Valitut Palat
- Categories: Family magazine
- Frequency: Monthly
- Publisher: Oy Valitut Palat
- Founded: 1945; 81 years ago
- First issue: April 1945
- Company: CIL Group
- Country: Finland
- Based in: Helsinki
- Language: Finnish
- Website: Valitut Palat

= Valitut Palat =

Finnish family magazine

Valitut Palat (lit. Selected Pieces) is a monthly general-interest family magazine published in Helsinki, Finland. It is the Finnish edition of Reader's Digest.

==History and profile==
Valitut Palat was started by Sanoma in 1945, and the first issue appeared in April that year. Eljas Erkko was instrumental in the establishment of the magazine, and his assistant Sirkka Ruotsalainen was the founding editor-in-chief. Its publisher is Oy Valitut Palat which was part of Reader's Digest Inc. The Club Internacional del Libro group (CIL Group) acquired the Oy Valitut Palat on 30 April 2013. The magazine has its headquarters in Helsinki and is published on a monthly basis.

Valitut Palat supports both conservative values and modern technology. During the Cold War period it functioned as a window for Finland to the West and was among the leading anti-communist publications in the country. The Finnish-Soviet Union Association claimed that both Valitut Palat and Det Bästa, Swedish edition of Reader's Digest, were two major anti-Soviet propaganda tools in Finland.

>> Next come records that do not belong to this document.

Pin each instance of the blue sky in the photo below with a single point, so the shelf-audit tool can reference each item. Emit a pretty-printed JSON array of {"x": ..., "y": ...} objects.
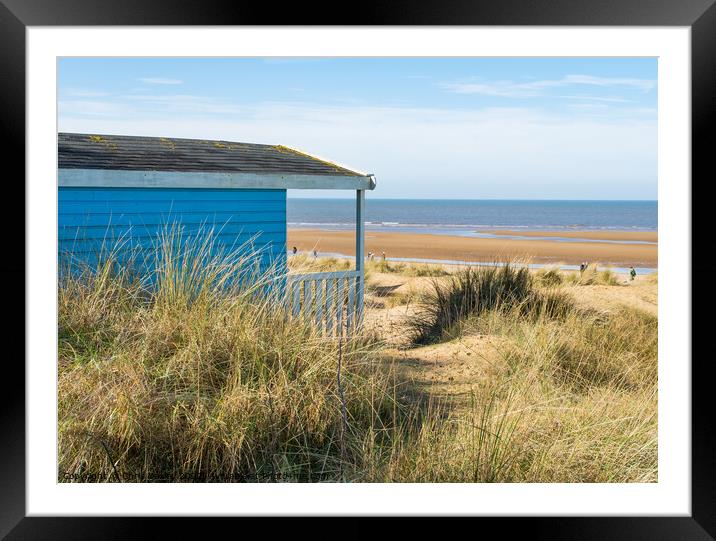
[{"x": 478, "y": 128}]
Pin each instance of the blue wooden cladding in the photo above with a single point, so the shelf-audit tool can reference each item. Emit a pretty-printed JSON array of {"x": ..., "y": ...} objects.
[{"x": 92, "y": 219}]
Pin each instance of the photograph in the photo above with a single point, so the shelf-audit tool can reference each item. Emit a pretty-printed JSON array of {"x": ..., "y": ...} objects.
[{"x": 358, "y": 269}]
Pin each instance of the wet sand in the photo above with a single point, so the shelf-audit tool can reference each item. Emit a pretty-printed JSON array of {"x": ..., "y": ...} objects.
[
  {"x": 641, "y": 236},
  {"x": 426, "y": 246}
]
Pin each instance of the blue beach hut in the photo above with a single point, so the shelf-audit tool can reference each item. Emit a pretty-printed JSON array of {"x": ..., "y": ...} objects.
[{"x": 115, "y": 186}]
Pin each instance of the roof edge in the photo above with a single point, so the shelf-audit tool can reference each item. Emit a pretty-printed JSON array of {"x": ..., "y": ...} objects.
[{"x": 121, "y": 178}]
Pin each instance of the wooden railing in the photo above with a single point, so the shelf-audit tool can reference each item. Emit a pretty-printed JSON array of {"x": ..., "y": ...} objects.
[{"x": 332, "y": 301}]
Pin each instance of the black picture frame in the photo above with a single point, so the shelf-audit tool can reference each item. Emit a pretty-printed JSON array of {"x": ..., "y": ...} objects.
[{"x": 16, "y": 15}]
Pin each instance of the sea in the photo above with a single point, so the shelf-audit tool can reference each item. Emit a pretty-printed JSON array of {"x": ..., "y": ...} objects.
[{"x": 476, "y": 218}]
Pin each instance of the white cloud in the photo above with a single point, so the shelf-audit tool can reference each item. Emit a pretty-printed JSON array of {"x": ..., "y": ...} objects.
[
  {"x": 92, "y": 108},
  {"x": 423, "y": 152},
  {"x": 511, "y": 89},
  {"x": 160, "y": 81}
]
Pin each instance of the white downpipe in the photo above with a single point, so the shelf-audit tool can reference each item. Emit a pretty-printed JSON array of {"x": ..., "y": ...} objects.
[{"x": 360, "y": 257}]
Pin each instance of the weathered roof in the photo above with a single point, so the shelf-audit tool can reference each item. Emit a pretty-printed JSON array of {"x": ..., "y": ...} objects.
[{"x": 131, "y": 153}]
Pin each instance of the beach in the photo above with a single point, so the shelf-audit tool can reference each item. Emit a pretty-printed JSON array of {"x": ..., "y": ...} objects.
[{"x": 460, "y": 248}]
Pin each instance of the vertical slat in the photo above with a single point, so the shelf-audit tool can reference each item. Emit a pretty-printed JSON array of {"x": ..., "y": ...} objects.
[
  {"x": 319, "y": 304},
  {"x": 296, "y": 302},
  {"x": 339, "y": 306},
  {"x": 330, "y": 311},
  {"x": 307, "y": 298}
]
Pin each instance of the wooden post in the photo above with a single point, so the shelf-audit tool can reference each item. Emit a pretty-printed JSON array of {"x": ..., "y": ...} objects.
[{"x": 360, "y": 258}]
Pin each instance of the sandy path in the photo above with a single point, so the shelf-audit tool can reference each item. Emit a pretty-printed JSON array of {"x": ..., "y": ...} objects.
[{"x": 425, "y": 246}]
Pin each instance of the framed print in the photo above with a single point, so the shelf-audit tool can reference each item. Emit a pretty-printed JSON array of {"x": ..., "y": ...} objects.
[{"x": 425, "y": 262}]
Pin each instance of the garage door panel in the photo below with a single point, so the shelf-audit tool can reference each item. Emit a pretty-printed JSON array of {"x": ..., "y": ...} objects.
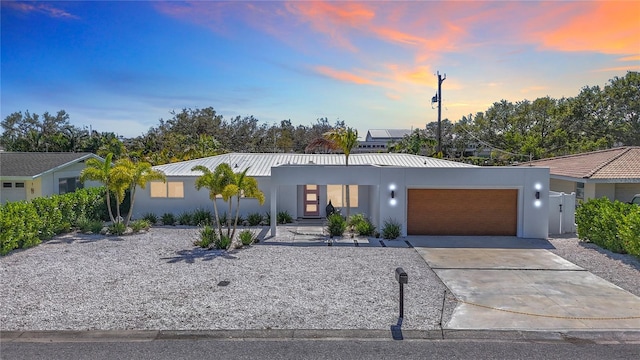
[{"x": 462, "y": 212}]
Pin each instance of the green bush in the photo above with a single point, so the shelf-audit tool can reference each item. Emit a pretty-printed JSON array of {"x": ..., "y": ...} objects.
[
  {"x": 168, "y": 219},
  {"x": 117, "y": 228},
  {"x": 139, "y": 225},
  {"x": 361, "y": 225},
  {"x": 25, "y": 224},
  {"x": 86, "y": 225},
  {"x": 254, "y": 219},
  {"x": 151, "y": 218},
  {"x": 19, "y": 226},
  {"x": 391, "y": 229},
  {"x": 336, "y": 225},
  {"x": 208, "y": 237},
  {"x": 247, "y": 237},
  {"x": 201, "y": 217},
  {"x": 223, "y": 242},
  {"x": 284, "y": 217},
  {"x": 611, "y": 225},
  {"x": 186, "y": 218}
]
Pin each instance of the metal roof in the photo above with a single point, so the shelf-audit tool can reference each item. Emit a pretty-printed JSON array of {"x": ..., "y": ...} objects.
[
  {"x": 260, "y": 164},
  {"x": 34, "y": 164},
  {"x": 617, "y": 163}
]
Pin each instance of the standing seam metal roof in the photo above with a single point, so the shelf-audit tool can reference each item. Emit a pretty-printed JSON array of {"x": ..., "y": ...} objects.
[{"x": 260, "y": 164}]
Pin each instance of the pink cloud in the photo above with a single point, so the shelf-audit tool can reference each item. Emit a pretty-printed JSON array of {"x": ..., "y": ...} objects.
[{"x": 39, "y": 7}]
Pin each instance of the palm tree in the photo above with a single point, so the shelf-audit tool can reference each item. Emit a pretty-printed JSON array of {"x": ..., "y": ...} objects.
[
  {"x": 246, "y": 186},
  {"x": 345, "y": 139},
  {"x": 97, "y": 170},
  {"x": 140, "y": 174},
  {"x": 216, "y": 182}
]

The magazine covers content from its parent publication, Reader's Digest, but its material is adapted to the needs and cultural background of Finnish readers.

==Circulation==
The first two issue of Valitut Palat sold 50,000 copies and 75,000 copies, respectively. The magazine had a circulation of 100,000 copies in 1957.

In 2007 the circulation of Valitut Palat was 223,300 copies. Its circulation was 197,000 copies in 2009, 187,404 copies in 2010 and 177,578 copies in 2011. In 2012 the circulation of the magazine was 157,979 copies. Its 2013 circulation dropped to 131,663 copies.